Read more from The BBC.
Apparently the BBC didn't do much research, as an identical model was installed at Holiday Park the year before. Schwarzkopf also had a Doppel Looping by 1979, so at least two other "double looped" coasters opened in Europe before this one.
^Methinks to some degree the Brits consider themselves more separate than equal when it comes to "the continent". ;)
You still have Zoidberg.... You ALL have Zoidberg! (V) (;,,;) (V)
I'm just really confused as to how the press release on RCDB calls this "Britain's most iconic coaster". Nemesis, anyone? Oblivion, anybody? I can name at least 5 more I would consider more iconic than corkscrew.
"The examined life is no picnic", "but the unexamined life is a life not worth living"Robert Fulgham and The Golden Girls
TwinsGP said:
I'm just really confused as to how the press release on RCDB calls this "Britain's most iconic coaster". Nemesis, anyone? Oblivion, anybody? I can name at least 5 more I would consider more iconic than corkscrew.
I disagree! When the Corkscrew opened in 1980 it really was the first time any coaster like it had opened in this country. We had the woodies at the seaside parks, small steel coasters, but the only coaster on our shores to take you upside down at this time was Blackpools revolution (please correct me if I am wrong!). The corkscrew was Britains first taste of the fabled steel coasters like the ones in America. For its time, it represented the biggest rollercoaster challenge in Britain.
The Corkscrew was such an identifiable ride, everybody knew about it. It kickstarted not only the theme park industry in this country, but also the ongoing coaster arms race between UK parks. Without it there would be no Nemesis, Oblivion etc as it was exactly the huge push Alton Towers needed to establish itself as a theme park.

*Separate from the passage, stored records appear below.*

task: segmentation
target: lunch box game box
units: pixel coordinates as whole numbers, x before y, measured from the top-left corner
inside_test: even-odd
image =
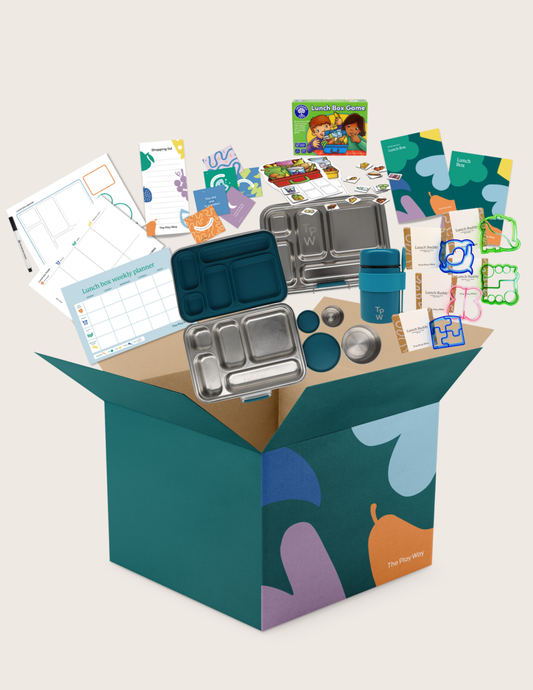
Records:
[[[205,403],[269,397],[307,366],[275,237],[265,231],[179,249],[172,271],[194,391]]]
[[[359,285],[361,250],[390,247],[387,216],[377,198],[342,196],[263,210],[260,225],[276,239],[289,293]]]

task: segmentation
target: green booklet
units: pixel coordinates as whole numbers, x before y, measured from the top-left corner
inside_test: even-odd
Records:
[[[438,129],[385,139],[381,147],[398,223],[455,211]]]
[[[457,208],[482,208],[486,218],[504,215],[512,166],[508,158],[452,151],[450,181]],[[491,244],[499,244],[502,225],[501,220],[491,220],[489,227],[496,232]]]

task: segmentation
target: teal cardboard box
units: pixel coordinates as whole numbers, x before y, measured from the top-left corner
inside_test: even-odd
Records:
[[[45,357],[105,403],[111,561],[260,630],[430,565],[439,401],[490,331],[403,354],[375,328],[374,362],[246,404],[198,403],[182,332],[107,371]]]
[[[303,156],[366,156],[368,101],[292,102],[293,152]]]

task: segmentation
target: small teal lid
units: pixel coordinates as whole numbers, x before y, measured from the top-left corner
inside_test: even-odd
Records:
[[[400,252],[398,249],[361,249],[359,258],[361,267],[385,268],[400,265]]]

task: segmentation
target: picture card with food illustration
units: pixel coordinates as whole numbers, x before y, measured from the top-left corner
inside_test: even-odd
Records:
[[[266,163],[261,174],[269,186],[281,192],[291,204],[348,193],[339,170],[325,156]]]
[[[398,223],[456,210],[438,129],[385,139],[381,147]]]
[[[299,100],[292,102],[294,153],[366,156],[368,102]]]
[[[139,144],[148,235],[187,232],[189,215],[183,139]]]

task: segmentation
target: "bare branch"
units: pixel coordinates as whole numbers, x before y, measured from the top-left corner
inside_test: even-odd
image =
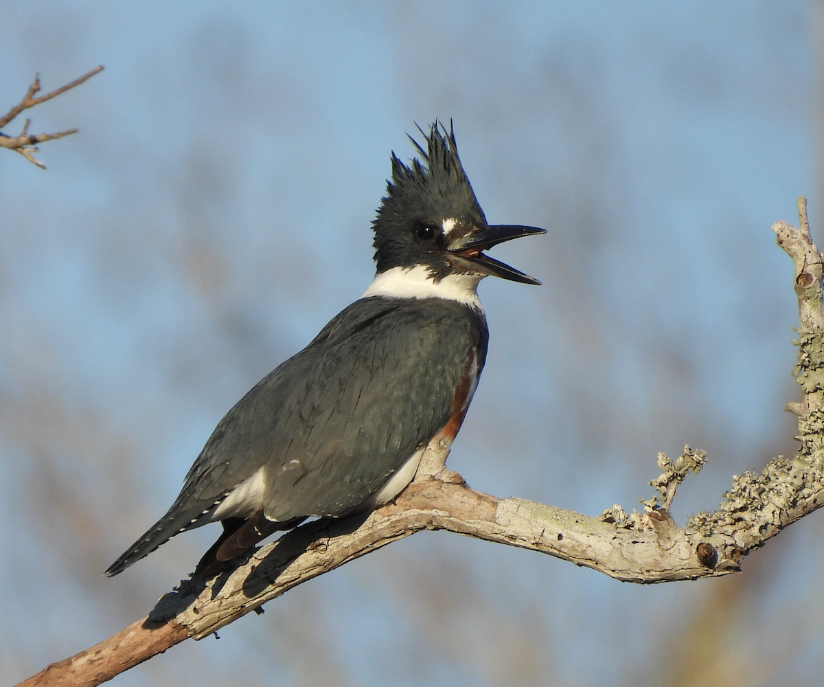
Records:
[[[809,235],[804,203],[801,228],[776,222],[778,242],[795,265],[801,317],[796,377],[804,401],[801,448],[795,458],[773,459],[761,473],[736,475],[714,513],[679,527],[668,511],[675,488],[697,472],[703,452],[685,448],[675,463],[662,454],[663,473],[652,484],[662,507],[627,516],[613,506],[598,518],[471,489],[444,460],[449,445],[430,445],[423,466],[395,503],[368,515],[303,525],[262,547],[218,576],[193,579],[166,594],[147,618],[96,647],[53,664],[21,685],[94,685],[187,638],[213,633],[307,580],[424,529],[548,553],[618,580],[642,584],[718,576],[787,525],[824,505],[824,313],[822,257]],[[658,506],[658,500],[652,506]]]
[[[0,129],[2,129],[6,125],[15,119],[21,112],[24,110],[27,110],[30,107],[34,107],[35,105],[39,105],[41,102],[45,102],[47,100],[51,100],[56,96],[59,96],[61,93],[65,92],[70,88],[73,88],[75,86],[79,86],[87,79],[91,78],[98,72],[103,71],[103,65],[99,65],[92,69],[91,72],[83,74],[79,78],[76,78],[74,81],[67,83],[65,86],[62,86],[59,88],[52,91],[50,93],[46,93],[44,96],[40,96],[40,97],[35,97],[35,94],[40,90],[40,74],[35,75],[35,80],[31,82],[29,87],[29,90],[26,92],[26,95],[23,99],[18,102],[14,107],[8,111],[3,116],[0,117]],[[26,158],[30,162],[36,165],[40,169],[45,169],[45,165],[40,162],[39,160],[35,159],[32,153],[36,153],[37,148],[35,148],[35,144],[43,143],[44,141],[50,141],[55,139],[62,139],[63,136],[68,136],[72,134],[77,134],[77,129],[69,129],[66,131],[59,131],[57,134],[38,134],[30,135],[28,134],[30,120],[26,120],[26,124],[23,125],[23,130],[21,132],[19,136],[7,136],[7,134],[0,132],[0,148],[7,148],[10,150],[14,150]]]

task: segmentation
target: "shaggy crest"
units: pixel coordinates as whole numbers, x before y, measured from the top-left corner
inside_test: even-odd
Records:
[[[410,140],[420,158],[407,166],[392,153],[392,179],[372,222],[377,271],[401,264],[405,244],[411,246],[416,224],[440,224],[447,218],[485,224],[472,186],[458,158],[455,131],[435,121],[426,134],[419,126],[426,148],[412,136]]]

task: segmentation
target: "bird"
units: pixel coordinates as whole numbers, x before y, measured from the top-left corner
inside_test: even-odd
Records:
[[[168,512],[106,576],[221,521],[194,573],[205,576],[275,531],[393,501],[426,446],[454,440],[486,360],[479,282],[541,284],[485,251],[545,229],[487,224],[452,122],[418,130],[409,164],[391,156],[372,221],[372,284],[226,414]]]

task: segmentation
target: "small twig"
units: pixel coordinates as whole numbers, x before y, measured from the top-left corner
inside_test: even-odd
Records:
[[[64,93],[70,88],[73,88],[75,86],[79,86],[87,79],[91,78],[98,72],[103,70],[103,65],[101,64],[92,69],[91,72],[83,74],[79,78],[76,78],[74,81],[67,83],[65,86],[62,86],[59,88],[52,91],[50,93],[46,93],[44,96],[40,96],[40,97],[35,97],[35,93],[40,90],[40,74],[35,75],[35,80],[31,82],[29,87],[29,90],[26,92],[26,95],[23,99],[18,102],[14,107],[8,111],[2,117],[0,117],[0,129],[2,129],[6,125],[14,120],[21,112],[24,110],[27,110],[30,107],[34,107],[35,105],[39,105],[41,102],[45,102],[47,100],[51,100],[56,96],[59,96],[61,93]],[[30,120],[26,120],[26,124],[23,125],[23,130],[21,132],[19,136],[7,136],[7,134],[0,132],[0,148],[7,148],[10,150],[14,150],[26,158],[30,162],[36,165],[40,169],[45,169],[45,165],[44,165],[39,160],[35,159],[32,153],[37,153],[37,148],[35,148],[35,144],[43,143],[44,141],[51,141],[55,139],[62,139],[63,136],[69,136],[72,134],[77,134],[77,129],[69,129],[66,131],[59,131],[56,134],[29,134],[29,125],[30,124]]]
[[[672,505],[672,499],[675,498],[675,491],[690,473],[697,473],[707,462],[706,451],[695,451],[689,447],[684,446],[684,450],[676,459],[675,463],[667,457],[666,454],[658,454],[658,467],[663,470],[657,479],[650,480],[649,486],[654,487],[660,494],[658,496],[653,496],[647,501],[641,501],[649,510],[654,511],[661,508],[669,511]]]

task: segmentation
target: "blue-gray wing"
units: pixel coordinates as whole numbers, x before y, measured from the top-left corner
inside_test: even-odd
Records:
[[[444,426],[486,342],[456,303],[358,301],[227,414],[186,487],[209,503],[265,466],[267,518],[351,511]]]
[[[253,510],[268,519],[357,510],[447,425],[470,364],[475,380],[483,369],[487,341],[483,314],[455,302],[356,301],[227,413],[169,511],[106,574],[179,532],[241,515],[218,509],[260,468]]]

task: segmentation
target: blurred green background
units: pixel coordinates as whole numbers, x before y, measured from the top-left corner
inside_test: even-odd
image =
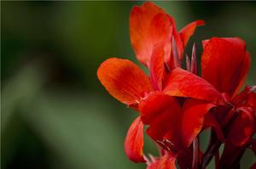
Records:
[[[137,113],[108,95],[96,78],[108,57],[139,64],[129,38],[135,4],[142,2],[1,1],[2,168],[145,167],[131,162],[123,149]],[[193,42],[213,36],[244,39],[253,59],[247,84],[256,84],[255,2],[156,4],[178,29],[206,20],[187,54]],[[145,144],[146,153],[155,154],[148,138]],[[242,168],[255,161],[247,151]]]

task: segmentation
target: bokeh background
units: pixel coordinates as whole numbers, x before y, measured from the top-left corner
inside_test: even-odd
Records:
[[[155,3],[179,29],[206,20],[187,54],[193,42],[201,54],[200,42],[213,36],[243,38],[253,59],[247,84],[256,84],[255,2]],[[2,168],[145,167],[131,162],[123,149],[137,113],[108,95],[96,78],[108,57],[143,67],[129,37],[129,13],[136,4],[142,2],[1,1]],[[155,154],[148,138],[145,144],[146,153]],[[247,151],[242,168],[255,161]]]

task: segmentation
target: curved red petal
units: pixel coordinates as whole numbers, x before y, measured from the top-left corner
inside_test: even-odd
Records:
[[[155,162],[148,166],[147,169],[176,169],[176,156],[172,153],[166,153]]]
[[[153,90],[149,78],[127,59],[107,59],[98,68],[97,76],[113,97],[128,105],[139,102]]]
[[[162,80],[164,76],[164,43],[154,46],[150,60],[150,80],[154,90],[162,90]]]
[[[208,113],[207,115],[206,115],[204,127],[206,128],[212,127],[213,131],[215,132],[216,135],[218,136],[218,138],[222,143],[224,142],[224,137],[221,127],[218,124],[218,121],[216,120],[216,117],[212,114]]]
[[[143,123],[149,125],[147,133],[154,140],[159,143],[168,139],[175,148],[183,146],[179,137],[182,112],[174,98],[160,92],[153,93],[141,102],[139,110]]]
[[[199,25],[204,25],[204,20],[196,20],[188,24],[185,27],[183,27],[180,31],[179,35],[183,40],[183,47],[186,46],[188,41],[189,40],[190,37],[194,34],[195,28]]]
[[[183,107],[182,137],[183,145],[189,147],[201,132],[205,115],[215,105],[196,99],[188,99]]]
[[[176,68],[171,72],[164,93],[170,96],[190,97],[224,104],[222,95],[212,85],[181,68]]]
[[[125,151],[133,162],[146,162],[143,158],[143,123],[140,116],[131,123],[128,130]]]
[[[171,54],[172,22],[165,11],[147,2],[136,6],[130,14],[130,37],[137,59],[149,66],[154,44],[165,42],[165,54]]]
[[[250,55],[241,39],[212,37],[205,44],[201,56],[202,77],[218,92],[230,97],[237,93],[249,67]]]
[[[239,110],[239,115],[232,123],[226,138],[236,146],[244,145],[255,132],[255,110],[249,107],[241,107]]]

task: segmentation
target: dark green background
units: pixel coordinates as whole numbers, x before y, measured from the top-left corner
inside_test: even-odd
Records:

On a personal level, it was the ride that gave me the jump between kiddie rides and adult rollercoasters (I first rode in 1984 as a teenager!), and even when I grew too tall for it to be comfortable, it still has provided a fun ride. Of course now, even within AT it is pushed down the rank order, and putting RITA right next to it shows how coaster technology has evolved. Corkscrew looks now like an aging lumbering dinosaur, ironic given the areas prehistoric theme.
I won't be sorry to see it go now as it has served it's time, but Corkscrew desreves its place in UK rollercoaster history. Lets hope the replacement is something worthy.